The story of the organisation or brand is one thing. The stories of the individuals within it are another, although of course not unrelated. My interest leans increasingly towards the latter. What stories do the people who run businesses tell about themselves, or allow to be told about them, that have an authentic ring and encourage others to trust them, to follow them, to be persuaded by them?
What stories are people telling in the workplace or the canteen, that their leaders should be listening to in order to understand their businesses better? And what are the stories about themselves and their work that these colleagues are telling one another? Each time I sit in a room with a group of people sharing simple anecdotes from their own lives, I’m amazed at the power stories have to connect us on the most basic human level. They join us at the core. (And they bring together teams like nothing else.)
I’ve had the opportunity to explore all these aspects of story this year. Running workshops for businesses and cultural organisations, I’ve witnessed the way stories can help people reconnect with the purpose, the soul of their organisation. Writing stories for clients I’ve found myself thinking harder than ever about what constitutes truth and authenticity in the business world.
On Dark Angels courses we’ve looked at how telling stories forces one to use a more energetic and imaginative form of language. And as one of the 15 co-authors of the Dark Angels collective novel, now titled Keeping Mum and scheduled for publication in April, I’ve experienced the challenges and pleasures of collaboratively creating a story as a work of fiction.
But stories don’t just connect us to one another. They connect us to ourselves. And this year, with The Stories We Tell, the series of workshops my wife Sarah and I have started running together, it has been like peeling away another layer of the onion.

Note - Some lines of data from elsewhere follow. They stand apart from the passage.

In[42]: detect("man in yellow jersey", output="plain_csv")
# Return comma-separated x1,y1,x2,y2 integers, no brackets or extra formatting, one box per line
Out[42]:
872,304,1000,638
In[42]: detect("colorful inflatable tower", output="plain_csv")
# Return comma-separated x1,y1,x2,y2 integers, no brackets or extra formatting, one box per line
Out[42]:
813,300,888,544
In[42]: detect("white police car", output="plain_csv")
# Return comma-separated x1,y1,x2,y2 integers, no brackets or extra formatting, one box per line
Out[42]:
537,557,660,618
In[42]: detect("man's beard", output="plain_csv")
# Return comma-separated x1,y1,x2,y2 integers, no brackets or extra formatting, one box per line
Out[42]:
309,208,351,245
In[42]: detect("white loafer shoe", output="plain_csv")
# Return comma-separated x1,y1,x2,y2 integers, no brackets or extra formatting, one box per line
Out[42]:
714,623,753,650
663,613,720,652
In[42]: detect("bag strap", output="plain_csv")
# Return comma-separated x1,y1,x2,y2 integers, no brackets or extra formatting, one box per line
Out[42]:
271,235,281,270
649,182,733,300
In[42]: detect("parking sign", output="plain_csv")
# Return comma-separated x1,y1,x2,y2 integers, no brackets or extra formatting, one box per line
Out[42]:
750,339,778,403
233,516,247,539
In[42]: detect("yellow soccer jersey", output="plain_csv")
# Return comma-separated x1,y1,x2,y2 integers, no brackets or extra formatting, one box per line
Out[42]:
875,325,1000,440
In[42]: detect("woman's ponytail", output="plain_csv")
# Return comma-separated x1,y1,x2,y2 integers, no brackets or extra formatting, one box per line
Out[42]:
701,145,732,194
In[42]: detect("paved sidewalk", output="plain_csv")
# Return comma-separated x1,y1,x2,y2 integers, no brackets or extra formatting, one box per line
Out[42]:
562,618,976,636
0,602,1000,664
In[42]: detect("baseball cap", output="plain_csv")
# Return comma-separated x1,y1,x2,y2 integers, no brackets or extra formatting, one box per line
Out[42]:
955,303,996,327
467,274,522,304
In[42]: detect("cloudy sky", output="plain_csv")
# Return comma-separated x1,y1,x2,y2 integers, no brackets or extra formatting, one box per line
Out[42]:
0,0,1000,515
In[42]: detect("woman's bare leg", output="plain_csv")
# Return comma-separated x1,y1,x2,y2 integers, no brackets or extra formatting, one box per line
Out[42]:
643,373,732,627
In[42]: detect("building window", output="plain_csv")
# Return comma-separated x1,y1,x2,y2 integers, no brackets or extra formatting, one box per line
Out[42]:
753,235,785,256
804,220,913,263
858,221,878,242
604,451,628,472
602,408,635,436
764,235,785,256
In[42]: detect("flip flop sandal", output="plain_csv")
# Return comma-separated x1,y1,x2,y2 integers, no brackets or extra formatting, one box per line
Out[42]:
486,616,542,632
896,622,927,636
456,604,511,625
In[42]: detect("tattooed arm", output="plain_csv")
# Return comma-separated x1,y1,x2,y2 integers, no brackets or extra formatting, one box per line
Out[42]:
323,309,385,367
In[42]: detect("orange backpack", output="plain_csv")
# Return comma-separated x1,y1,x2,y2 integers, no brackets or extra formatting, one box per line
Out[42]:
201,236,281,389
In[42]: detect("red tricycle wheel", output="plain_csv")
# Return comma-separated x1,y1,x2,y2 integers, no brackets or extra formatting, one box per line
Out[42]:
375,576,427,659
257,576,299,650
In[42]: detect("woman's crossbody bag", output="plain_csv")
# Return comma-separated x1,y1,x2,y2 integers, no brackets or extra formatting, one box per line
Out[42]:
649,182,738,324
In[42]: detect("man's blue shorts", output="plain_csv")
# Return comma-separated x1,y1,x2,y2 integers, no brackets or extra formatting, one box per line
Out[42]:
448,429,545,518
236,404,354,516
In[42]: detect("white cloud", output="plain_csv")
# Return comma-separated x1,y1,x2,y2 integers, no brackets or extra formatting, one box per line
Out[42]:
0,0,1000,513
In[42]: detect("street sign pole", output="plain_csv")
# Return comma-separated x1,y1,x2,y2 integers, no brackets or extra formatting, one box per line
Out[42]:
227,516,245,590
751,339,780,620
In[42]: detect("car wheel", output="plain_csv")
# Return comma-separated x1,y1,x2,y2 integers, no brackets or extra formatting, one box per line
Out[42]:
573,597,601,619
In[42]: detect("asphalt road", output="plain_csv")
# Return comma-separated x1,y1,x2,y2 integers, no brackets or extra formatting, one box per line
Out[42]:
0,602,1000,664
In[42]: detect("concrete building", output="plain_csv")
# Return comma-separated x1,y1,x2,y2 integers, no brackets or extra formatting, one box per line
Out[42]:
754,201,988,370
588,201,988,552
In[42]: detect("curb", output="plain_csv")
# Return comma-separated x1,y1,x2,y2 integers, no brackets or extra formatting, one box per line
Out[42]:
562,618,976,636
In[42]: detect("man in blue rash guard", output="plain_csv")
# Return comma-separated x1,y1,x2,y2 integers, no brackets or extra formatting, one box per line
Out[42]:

By offering people time, a safe space and a little guidance, we encourage them to look afresh at personal stories that have often become as familiar as their own skins, yet may no longer have the currency they once did, or have become part of another story, or have come over time to mean something quite different. By revisiting these stories, people have found that they can reconnect with lost, or discover new, aspects of themselves that can be liberating, empowering, energising and creatively fulfilling.
I wrote recently that I see stories increasingly as maps of the human heart. In this season of gatherings and the stories that flow from them, my resolution for 2014 is to hone my map-reading skills, and to help anyone else who shares their story with me to do likewise.
Happy Christmas!
Very true and beautifully written as always, Jamie. We seem to soon become victims of our own successes in the branding world. Or perhaps our clients become the victims.

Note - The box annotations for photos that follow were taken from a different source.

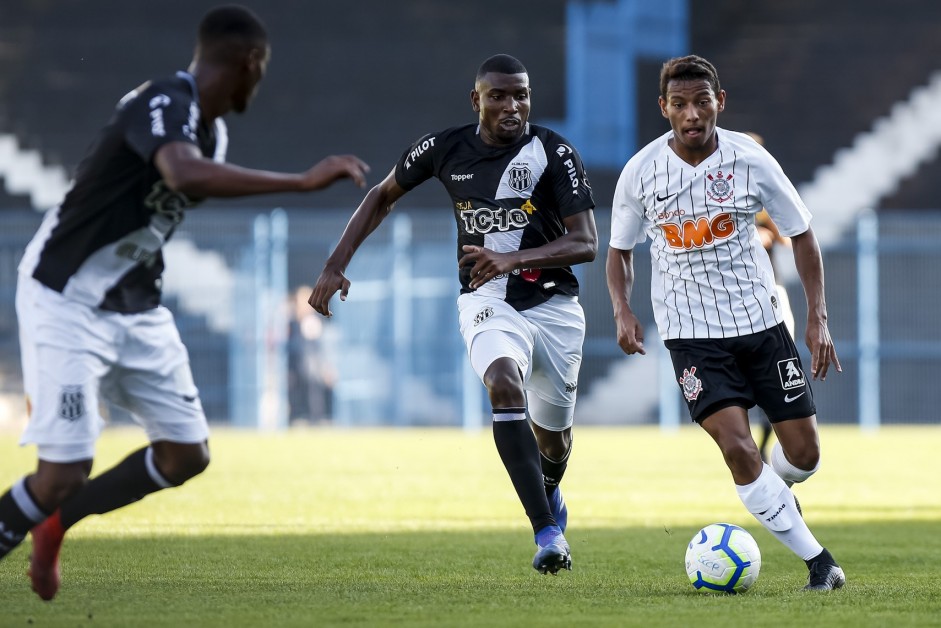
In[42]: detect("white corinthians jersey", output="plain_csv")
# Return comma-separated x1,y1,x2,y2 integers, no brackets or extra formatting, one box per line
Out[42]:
611,128,810,340
395,124,594,310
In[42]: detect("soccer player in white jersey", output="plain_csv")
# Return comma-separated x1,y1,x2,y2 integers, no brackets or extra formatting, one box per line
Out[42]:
606,56,845,590
310,55,597,574
0,5,367,600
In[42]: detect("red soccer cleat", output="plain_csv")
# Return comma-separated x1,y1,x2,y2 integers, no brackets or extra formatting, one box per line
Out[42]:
27,510,65,602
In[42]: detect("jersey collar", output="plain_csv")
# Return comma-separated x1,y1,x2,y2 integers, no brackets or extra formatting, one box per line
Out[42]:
176,70,199,100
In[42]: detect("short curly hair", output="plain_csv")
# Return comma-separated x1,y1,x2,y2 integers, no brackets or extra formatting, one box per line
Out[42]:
660,55,721,98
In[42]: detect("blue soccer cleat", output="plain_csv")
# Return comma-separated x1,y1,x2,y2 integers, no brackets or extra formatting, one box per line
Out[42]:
533,526,572,576
549,485,569,532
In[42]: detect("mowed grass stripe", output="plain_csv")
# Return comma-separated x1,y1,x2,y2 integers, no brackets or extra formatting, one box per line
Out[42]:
0,427,941,626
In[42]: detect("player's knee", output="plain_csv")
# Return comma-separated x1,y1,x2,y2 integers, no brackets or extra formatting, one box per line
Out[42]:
155,444,209,486
484,368,525,408
787,445,820,473
538,432,572,462
30,469,88,509
722,439,762,477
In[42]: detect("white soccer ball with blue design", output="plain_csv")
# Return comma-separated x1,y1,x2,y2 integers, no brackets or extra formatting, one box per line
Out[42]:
686,523,761,593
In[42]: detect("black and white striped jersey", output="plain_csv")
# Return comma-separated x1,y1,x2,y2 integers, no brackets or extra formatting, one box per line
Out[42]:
611,128,810,339
395,124,594,310
19,72,228,313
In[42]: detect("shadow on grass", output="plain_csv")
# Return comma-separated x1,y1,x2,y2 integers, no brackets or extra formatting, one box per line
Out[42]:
0,522,941,627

Tone of voice often becomes a package rather than an expression of individuality and personality. Innocent’s sweet first-person informal now appears on letterboxes, vans and in pub toilets – not always the places you want to chat with a brand. And now stories have become a must for companies trying to show they’re human and there for us, their family.
Great that these aspects of language are getting attention. But it’s naive to think these three things alone maketh the great brand. We can all do so much more with words, design et al.

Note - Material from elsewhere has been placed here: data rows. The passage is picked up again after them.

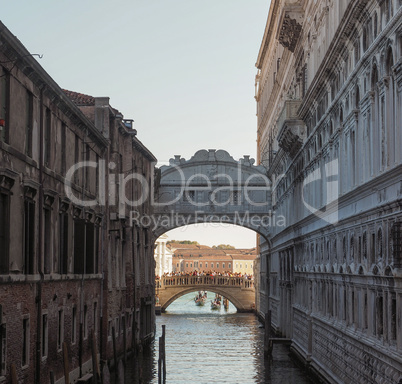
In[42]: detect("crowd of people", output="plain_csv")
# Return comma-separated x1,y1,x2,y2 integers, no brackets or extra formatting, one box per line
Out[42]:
156,270,253,280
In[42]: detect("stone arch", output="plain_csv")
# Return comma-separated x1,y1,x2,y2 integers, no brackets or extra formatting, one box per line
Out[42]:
161,285,248,312
153,149,274,246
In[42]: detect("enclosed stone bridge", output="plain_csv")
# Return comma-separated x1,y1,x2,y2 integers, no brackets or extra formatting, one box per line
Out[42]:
155,276,255,312
153,149,275,241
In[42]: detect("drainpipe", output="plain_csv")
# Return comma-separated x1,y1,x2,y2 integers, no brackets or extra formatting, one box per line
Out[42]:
35,86,44,383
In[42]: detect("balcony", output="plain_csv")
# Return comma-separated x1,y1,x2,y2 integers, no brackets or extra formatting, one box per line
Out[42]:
278,100,306,157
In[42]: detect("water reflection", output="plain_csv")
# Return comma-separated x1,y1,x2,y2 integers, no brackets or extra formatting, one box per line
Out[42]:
116,293,318,384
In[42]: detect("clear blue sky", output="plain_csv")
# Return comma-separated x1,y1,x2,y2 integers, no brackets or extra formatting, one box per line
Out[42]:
0,0,270,247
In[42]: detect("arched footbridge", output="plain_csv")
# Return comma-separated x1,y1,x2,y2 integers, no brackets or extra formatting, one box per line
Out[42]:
155,276,255,312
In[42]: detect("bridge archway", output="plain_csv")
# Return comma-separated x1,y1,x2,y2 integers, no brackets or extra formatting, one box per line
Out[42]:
161,286,244,312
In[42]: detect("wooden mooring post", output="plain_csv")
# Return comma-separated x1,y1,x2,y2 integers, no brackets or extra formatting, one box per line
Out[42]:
158,325,166,384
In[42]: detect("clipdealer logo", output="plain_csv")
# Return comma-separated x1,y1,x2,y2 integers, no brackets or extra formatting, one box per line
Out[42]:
65,159,339,229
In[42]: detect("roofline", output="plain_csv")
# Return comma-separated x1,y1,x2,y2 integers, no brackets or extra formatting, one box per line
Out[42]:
255,0,280,69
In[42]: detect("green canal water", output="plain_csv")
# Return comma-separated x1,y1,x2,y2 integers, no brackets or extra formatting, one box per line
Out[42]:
116,292,314,384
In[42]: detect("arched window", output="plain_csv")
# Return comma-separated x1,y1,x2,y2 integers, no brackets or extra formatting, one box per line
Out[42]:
362,232,367,260
350,235,355,261
377,228,383,259
355,85,360,108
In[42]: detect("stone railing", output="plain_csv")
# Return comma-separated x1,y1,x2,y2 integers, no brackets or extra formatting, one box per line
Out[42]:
155,276,254,289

The stories we tell workshops sound like a very good, inspiring idea. Let me know how they go. And please share some of the stories you hear.
SP
I love that idea of stories as maps of the heart. It reminds me of a phrase I stole from another writer at a workshop “a pillow made of maps, dream tomorrow’s journey.”
How wonderful a year of stories sounds. At this time of year we tend to tales told round the fireside, looking back and reminiscing, but also looking forward, hoping to see glimpses of the future.
Wishing you many more wonderful years of stories. Please keep sharing them.